Le vide est immense, et l’effroi pour tout dire gagne. Nous n’avions aucune raison de nous préparer. En quelques mois, nous, militants de la Ligue avons perdu avec Saïd Bouziri et Hamida Ben Sadia deux de nos authentiques combattants, deux de ces personnes dont on se complaît à dire qu’un jour au moins on a partagé les mêmes combats. Qui parmi nous n’a pas vécu un jour le regard noir de rage de Saïd et la colère inextinguible d’Hamida devant une injustice du monde, proche, si proche que ni l’un ni l’autre ne pouvaient imaginer que l’on puisse envisager ne serait-ce qu’un instant de ne pas continuer à combattre ?
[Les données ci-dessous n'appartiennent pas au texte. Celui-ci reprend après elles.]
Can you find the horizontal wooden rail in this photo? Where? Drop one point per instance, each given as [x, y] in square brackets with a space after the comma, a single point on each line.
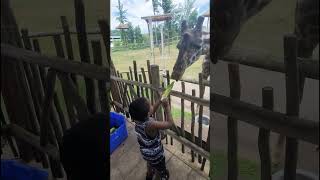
[200, 101]
[60, 64]
[189, 144]
[299, 128]
[31, 139]
[259, 59]
[47, 34]
[244, 56]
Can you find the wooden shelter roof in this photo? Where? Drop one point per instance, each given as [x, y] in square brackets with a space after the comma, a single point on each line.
[162, 17]
[122, 26]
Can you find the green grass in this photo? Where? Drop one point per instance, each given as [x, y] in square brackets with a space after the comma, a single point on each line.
[249, 170]
[176, 114]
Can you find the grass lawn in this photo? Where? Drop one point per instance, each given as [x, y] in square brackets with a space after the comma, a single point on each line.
[249, 170]
[265, 31]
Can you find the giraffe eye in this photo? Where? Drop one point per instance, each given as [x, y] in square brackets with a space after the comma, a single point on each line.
[197, 46]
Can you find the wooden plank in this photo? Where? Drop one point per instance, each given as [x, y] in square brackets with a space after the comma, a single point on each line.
[264, 137]
[13, 94]
[60, 53]
[292, 101]
[135, 72]
[141, 88]
[235, 93]
[97, 58]
[201, 93]
[84, 52]
[68, 43]
[207, 148]
[194, 81]
[67, 37]
[187, 97]
[150, 79]
[145, 81]
[182, 115]
[192, 124]
[51, 80]
[300, 128]
[59, 64]
[263, 60]
[36, 47]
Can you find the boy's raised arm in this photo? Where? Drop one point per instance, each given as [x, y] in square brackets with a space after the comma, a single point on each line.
[155, 107]
[160, 125]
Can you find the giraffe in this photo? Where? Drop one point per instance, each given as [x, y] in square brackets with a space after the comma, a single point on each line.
[228, 18]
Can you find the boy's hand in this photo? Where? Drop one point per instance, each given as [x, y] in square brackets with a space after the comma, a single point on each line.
[165, 102]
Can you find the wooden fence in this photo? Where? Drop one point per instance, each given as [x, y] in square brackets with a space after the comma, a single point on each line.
[138, 82]
[34, 105]
[30, 79]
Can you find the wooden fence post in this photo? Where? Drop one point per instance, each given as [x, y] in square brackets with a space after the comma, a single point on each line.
[293, 102]
[201, 93]
[264, 137]
[192, 123]
[84, 52]
[68, 43]
[168, 82]
[97, 57]
[235, 91]
[156, 84]
[145, 81]
[182, 115]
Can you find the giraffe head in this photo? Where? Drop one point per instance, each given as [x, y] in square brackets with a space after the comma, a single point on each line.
[190, 48]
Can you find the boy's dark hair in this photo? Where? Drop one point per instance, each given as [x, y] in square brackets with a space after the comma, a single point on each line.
[139, 109]
[83, 150]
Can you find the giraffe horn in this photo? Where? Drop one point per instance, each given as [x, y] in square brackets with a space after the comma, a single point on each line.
[184, 26]
[199, 23]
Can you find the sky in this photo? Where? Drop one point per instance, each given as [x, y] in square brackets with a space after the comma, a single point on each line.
[140, 8]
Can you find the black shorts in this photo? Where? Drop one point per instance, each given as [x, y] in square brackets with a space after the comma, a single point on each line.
[160, 168]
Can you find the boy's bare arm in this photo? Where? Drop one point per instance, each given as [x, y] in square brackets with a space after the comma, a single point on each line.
[160, 125]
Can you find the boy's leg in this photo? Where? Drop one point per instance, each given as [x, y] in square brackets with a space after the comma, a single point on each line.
[162, 169]
[150, 172]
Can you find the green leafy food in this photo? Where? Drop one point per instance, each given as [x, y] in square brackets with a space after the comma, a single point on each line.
[168, 90]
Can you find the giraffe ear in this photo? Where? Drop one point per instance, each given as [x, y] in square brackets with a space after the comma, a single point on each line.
[199, 24]
[184, 26]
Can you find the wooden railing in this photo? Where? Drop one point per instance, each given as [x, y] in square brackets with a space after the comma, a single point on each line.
[38, 111]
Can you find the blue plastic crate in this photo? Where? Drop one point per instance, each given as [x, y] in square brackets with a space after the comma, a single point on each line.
[121, 133]
[13, 170]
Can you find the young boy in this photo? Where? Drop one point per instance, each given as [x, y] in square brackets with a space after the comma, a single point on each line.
[149, 138]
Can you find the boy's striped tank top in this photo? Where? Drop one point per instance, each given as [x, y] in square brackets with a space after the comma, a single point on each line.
[150, 148]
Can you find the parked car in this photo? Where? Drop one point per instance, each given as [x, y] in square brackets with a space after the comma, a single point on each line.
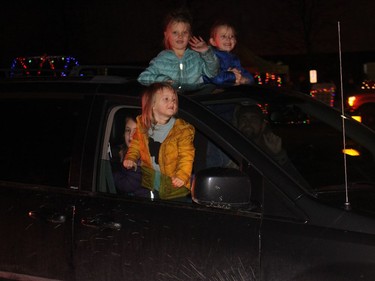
[306, 213]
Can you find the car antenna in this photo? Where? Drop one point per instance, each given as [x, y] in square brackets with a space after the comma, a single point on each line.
[343, 117]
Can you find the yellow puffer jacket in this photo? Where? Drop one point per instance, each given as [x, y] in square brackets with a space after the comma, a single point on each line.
[176, 157]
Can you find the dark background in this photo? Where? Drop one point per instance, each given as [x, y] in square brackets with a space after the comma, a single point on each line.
[300, 33]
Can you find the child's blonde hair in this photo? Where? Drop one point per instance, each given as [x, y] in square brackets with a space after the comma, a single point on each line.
[175, 17]
[148, 101]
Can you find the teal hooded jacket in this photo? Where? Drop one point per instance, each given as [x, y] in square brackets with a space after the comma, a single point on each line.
[189, 70]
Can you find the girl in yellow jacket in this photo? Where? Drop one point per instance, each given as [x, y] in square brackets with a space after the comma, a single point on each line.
[164, 144]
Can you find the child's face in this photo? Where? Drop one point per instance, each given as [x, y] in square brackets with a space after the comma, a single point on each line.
[178, 35]
[130, 127]
[165, 105]
[225, 39]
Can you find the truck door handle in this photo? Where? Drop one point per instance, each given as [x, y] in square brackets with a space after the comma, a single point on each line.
[100, 223]
[52, 217]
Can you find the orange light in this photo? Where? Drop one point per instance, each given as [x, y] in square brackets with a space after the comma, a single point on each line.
[357, 118]
[351, 152]
[351, 100]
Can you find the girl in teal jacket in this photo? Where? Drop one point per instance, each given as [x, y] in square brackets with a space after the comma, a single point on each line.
[178, 64]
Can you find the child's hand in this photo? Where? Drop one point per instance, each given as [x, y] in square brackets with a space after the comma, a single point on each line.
[198, 44]
[177, 182]
[129, 164]
[237, 74]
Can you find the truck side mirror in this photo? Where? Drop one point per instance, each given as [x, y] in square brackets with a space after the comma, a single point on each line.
[224, 188]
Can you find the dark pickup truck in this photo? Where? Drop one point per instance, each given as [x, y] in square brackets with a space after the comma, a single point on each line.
[251, 215]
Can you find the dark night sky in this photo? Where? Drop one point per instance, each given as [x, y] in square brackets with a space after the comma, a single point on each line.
[123, 31]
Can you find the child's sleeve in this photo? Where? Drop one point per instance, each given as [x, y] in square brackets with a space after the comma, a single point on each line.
[153, 73]
[210, 63]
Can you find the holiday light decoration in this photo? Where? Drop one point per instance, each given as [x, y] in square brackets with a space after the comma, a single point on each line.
[368, 85]
[324, 92]
[44, 65]
[267, 78]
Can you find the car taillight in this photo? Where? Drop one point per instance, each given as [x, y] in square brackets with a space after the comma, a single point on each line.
[351, 101]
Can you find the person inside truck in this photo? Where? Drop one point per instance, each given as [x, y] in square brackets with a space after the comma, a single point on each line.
[128, 182]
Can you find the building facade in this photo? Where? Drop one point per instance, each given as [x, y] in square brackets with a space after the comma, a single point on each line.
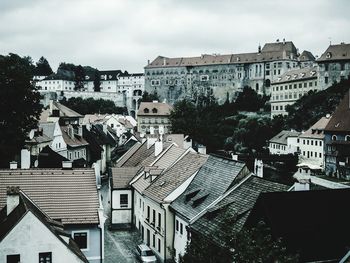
[290, 87]
[221, 76]
[334, 65]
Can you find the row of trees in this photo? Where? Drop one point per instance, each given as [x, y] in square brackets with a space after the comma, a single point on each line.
[20, 105]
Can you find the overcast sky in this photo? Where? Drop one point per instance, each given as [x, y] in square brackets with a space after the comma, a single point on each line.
[124, 34]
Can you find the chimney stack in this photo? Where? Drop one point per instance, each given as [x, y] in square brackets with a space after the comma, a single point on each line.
[158, 147]
[13, 165]
[12, 200]
[25, 159]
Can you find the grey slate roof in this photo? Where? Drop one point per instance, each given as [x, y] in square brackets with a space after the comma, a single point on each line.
[336, 52]
[167, 182]
[164, 161]
[121, 176]
[238, 203]
[128, 154]
[214, 178]
[281, 138]
[66, 195]
[270, 52]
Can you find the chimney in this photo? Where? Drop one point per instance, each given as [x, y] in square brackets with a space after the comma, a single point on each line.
[67, 165]
[302, 185]
[150, 142]
[25, 159]
[12, 200]
[13, 165]
[202, 149]
[158, 147]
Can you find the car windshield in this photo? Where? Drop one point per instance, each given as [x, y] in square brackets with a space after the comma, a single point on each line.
[147, 253]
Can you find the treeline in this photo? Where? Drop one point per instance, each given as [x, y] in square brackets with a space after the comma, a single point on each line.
[228, 127]
[92, 106]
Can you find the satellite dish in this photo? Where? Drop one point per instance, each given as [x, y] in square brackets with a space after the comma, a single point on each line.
[31, 134]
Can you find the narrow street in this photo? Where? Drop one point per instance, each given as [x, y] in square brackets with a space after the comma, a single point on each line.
[120, 245]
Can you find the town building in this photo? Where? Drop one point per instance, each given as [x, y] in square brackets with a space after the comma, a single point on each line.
[28, 234]
[337, 141]
[334, 65]
[291, 86]
[311, 144]
[68, 196]
[222, 76]
[213, 179]
[285, 142]
[231, 209]
[153, 117]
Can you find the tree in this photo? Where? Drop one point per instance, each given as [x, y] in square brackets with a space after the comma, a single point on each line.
[97, 81]
[79, 77]
[20, 105]
[43, 67]
[146, 97]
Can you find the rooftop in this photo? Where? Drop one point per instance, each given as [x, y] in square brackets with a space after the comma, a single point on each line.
[69, 196]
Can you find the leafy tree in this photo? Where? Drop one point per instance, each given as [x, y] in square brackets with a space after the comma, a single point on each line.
[97, 81]
[147, 97]
[43, 67]
[92, 106]
[79, 78]
[20, 105]
[314, 105]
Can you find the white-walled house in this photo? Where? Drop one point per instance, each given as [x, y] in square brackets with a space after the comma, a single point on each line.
[69, 196]
[122, 196]
[212, 181]
[155, 189]
[312, 144]
[285, 142]
[29, 235]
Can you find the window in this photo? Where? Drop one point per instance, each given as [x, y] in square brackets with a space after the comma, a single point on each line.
[159, 220]
[13, 258]
[123, 200]
[45, 257]
[158, 245]
[81, 238]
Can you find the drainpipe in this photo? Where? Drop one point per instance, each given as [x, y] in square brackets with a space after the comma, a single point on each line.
[164, 232]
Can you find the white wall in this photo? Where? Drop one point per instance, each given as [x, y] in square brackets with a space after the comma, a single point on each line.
[30, 237]
[180, 241]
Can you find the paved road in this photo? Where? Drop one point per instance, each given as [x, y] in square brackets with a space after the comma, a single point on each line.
[119, 245]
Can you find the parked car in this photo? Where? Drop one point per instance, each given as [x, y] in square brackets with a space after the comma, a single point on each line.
[145, 254]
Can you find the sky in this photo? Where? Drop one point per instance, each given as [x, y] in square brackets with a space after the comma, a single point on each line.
[125, 34]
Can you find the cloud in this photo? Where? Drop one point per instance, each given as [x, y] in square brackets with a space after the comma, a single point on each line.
[124, 34]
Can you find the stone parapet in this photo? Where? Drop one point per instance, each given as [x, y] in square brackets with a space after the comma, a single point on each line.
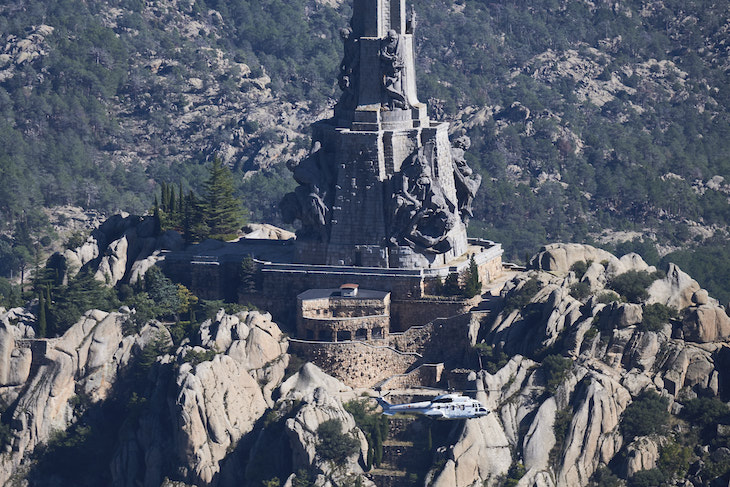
[357, 364]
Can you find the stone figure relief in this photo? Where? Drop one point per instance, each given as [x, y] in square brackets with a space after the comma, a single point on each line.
[467, 183]
[392, 63]
[421, 215]
[411, 22]
[348, 79]
[308, 202]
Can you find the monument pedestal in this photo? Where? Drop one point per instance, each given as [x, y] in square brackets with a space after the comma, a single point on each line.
[382, 186]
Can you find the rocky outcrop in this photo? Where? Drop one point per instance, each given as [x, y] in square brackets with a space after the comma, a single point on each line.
[212, 407]
[642, 454]
[217, 403]
[615, 355]
[559, 257]
[705, 324]
[675, 290]
[43, 376]
[17, 52]
[480, 455]
[266, 231]
[122, 249]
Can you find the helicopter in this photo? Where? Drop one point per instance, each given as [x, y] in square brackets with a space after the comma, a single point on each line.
[442, 407]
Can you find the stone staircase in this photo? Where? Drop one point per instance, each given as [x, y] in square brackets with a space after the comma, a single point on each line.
[405, 459]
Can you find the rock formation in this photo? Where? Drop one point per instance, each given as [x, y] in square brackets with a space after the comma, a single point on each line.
[122, 249]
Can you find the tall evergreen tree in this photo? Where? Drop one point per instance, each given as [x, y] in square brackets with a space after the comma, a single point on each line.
[42, 325]
[472, 284]
[220, 211]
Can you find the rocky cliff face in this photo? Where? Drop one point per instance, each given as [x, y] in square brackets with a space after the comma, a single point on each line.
[611, 356]
[223, 407]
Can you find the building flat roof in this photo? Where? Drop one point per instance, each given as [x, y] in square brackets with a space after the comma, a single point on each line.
[335, 293]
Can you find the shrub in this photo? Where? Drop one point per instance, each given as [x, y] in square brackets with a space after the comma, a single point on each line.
[632, 285]
[556, 369]
[580, 290]
[520, 298]
[472, 284]
[655, 316]
[560, 428]
[647, 478]
[706, 411]
[605, 478]
[674, 459]
[514, 474]
[333, 444]
[373, 424]
[491, 359]
[646, 415]
[608, 297]
[195, 357]
[580, 268]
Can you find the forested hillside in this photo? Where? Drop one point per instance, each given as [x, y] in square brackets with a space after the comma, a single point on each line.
[586, 119]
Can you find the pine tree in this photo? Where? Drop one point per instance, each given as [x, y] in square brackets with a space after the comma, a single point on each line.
[157, 218]
[42, 326]
[472, 284]
[220, 211]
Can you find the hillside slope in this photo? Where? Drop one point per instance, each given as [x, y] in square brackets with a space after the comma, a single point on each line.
[589, 121]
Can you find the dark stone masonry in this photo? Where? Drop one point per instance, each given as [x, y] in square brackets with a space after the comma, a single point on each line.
[383, 201]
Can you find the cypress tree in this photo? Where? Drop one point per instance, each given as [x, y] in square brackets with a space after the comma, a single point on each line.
[42, 326]
[156, 217]
[472, 284]
[221, 212]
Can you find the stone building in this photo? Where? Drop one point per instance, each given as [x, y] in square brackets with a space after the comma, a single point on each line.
[382, 186]
[336, 315]
[383, 199]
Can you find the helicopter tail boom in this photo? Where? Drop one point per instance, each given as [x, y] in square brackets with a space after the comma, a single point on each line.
[385, 405]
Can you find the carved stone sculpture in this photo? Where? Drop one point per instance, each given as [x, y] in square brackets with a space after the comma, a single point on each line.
[349, 69]
[392, 61]
[308, 202]
[421, 215]
[467, 183]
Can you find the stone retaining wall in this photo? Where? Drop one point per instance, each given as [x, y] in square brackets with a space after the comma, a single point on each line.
[357, 364]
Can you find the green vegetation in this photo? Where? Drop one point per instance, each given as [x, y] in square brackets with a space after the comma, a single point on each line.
[674, 460]
[556, 369]
[706, 413]
[646, 415]
[708, 263]
[491, 359]
[63, 305]
[580, 267]
[655, 316]
[605, 478]
[632, 285]
[647, 478]
[334, 445]
[514, 474]
[472, 284]
[561, 428]
[219, 214]
[580, 290]
[520, 298]
[373, 424]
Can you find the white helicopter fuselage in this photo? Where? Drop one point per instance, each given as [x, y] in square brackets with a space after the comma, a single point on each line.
[446, 406]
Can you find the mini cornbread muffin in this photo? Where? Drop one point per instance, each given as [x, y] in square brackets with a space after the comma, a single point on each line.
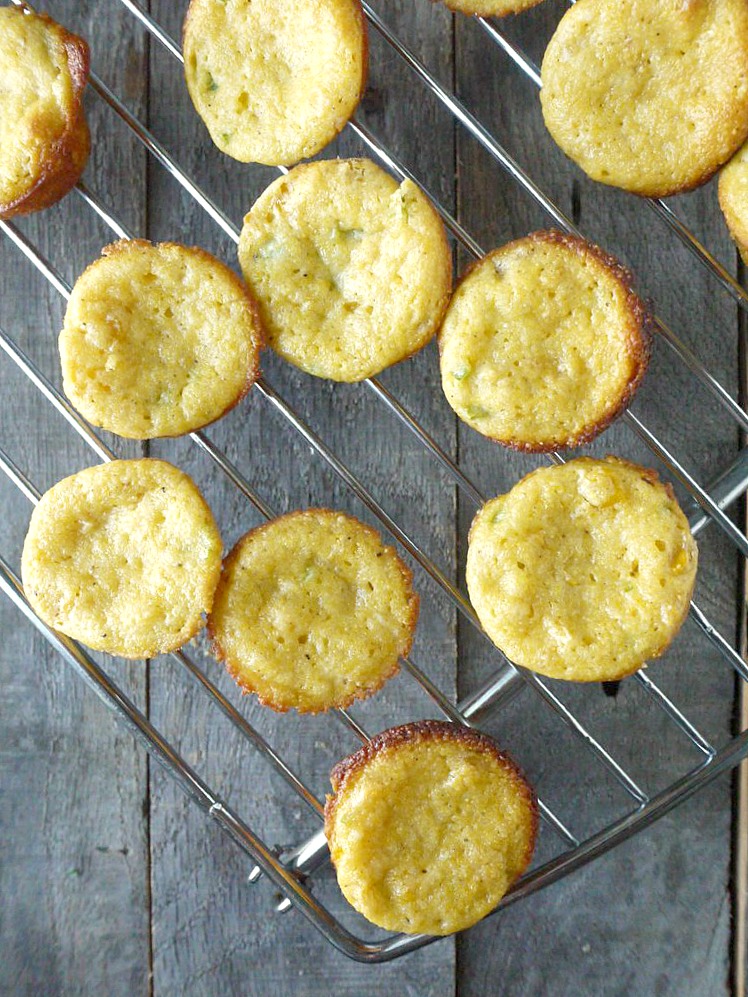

Si la plénitude d’une vie se mesure à la douleur que laisse la mort, le souvenir d’Hamida n’est pas prêt de s’éteindre. Il nous reste la mémoire de ce qu’elle était et de ce qu’elle a fait. Et son livre, « Itinéraire d’une femme française », un livre rare, un livre unique, celui que seule une Hamida pouvait écrire.
« Je sais que la vie, le parcours de mon père et de ma mère expliquent pour une bonne part mes engagements. J’ai certainement choisi, à travers mes combats, de leur rendre hommage. Hommage à leur condition. De leur rendre justice. Ils n’étaient pas que des immigrés mais des êtres doués d’intelligence et de conscience. Ils m’ont transmis leur rage de vivre, leur goût de la conquête. Ils m’ont fait cadeau de leur amour, ont maladroitement cherché à me rendre heureuse en me mariant. Leurs conditions de vie, la misère sociale, l’exil ne sont pas étrangers aux raisons qui ont conduit à ce choix.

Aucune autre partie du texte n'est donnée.